The stream past the Colonel and his wife swelled and slackened, but never ceased. As Boyd moved on after his conventional greeting, he heard the Colonel mention the name Corbell, and turned in curiosity to see the owner of the four-in-hand. He looked upon a rather short, dapper individual with a long, lean brown face, snapping black eyes, and a little moustache waxed to straight needle points. This man was exquisitely dressed in rough clothes of Norfolk cut—in that time and place!—a soft silk shirt and collar, a pastel necktie. He wore no jewelry but a large signet ring. His concession to the West was his hat, which was probably the widest, highest, and utmost turned out of the factory.
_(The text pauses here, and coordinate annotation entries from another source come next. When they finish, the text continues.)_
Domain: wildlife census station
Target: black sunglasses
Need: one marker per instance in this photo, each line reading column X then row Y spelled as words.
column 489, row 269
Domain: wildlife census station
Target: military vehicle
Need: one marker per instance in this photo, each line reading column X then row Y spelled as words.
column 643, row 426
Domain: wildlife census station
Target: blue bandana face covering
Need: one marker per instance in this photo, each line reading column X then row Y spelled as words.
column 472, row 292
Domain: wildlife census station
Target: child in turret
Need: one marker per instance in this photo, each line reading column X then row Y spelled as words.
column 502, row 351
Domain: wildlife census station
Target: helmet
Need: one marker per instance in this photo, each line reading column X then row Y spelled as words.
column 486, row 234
With him seemed to be somewhat of a group of young men; of whom, however, Boyd noticed particularly only one. Indeed, that one could hardly escape notice. He stood well over six feet and bulged with enormous frame and muscles. His complexion was very blond, so that the ruddiness of his open-air skin showed in fierce and pleasing contrast to his bleached moustache and eyebrows. To make it all more emphatic he wore garments of small black and white checks. It would have been impossible to compute how many thousands of these little squares there were spread abroad over his great round chest and thick arms alone.

"Lord, there's a strong-looking chap. How'd you like to tackle him, Ken?" commented Mr. Boyd, as they drew apart.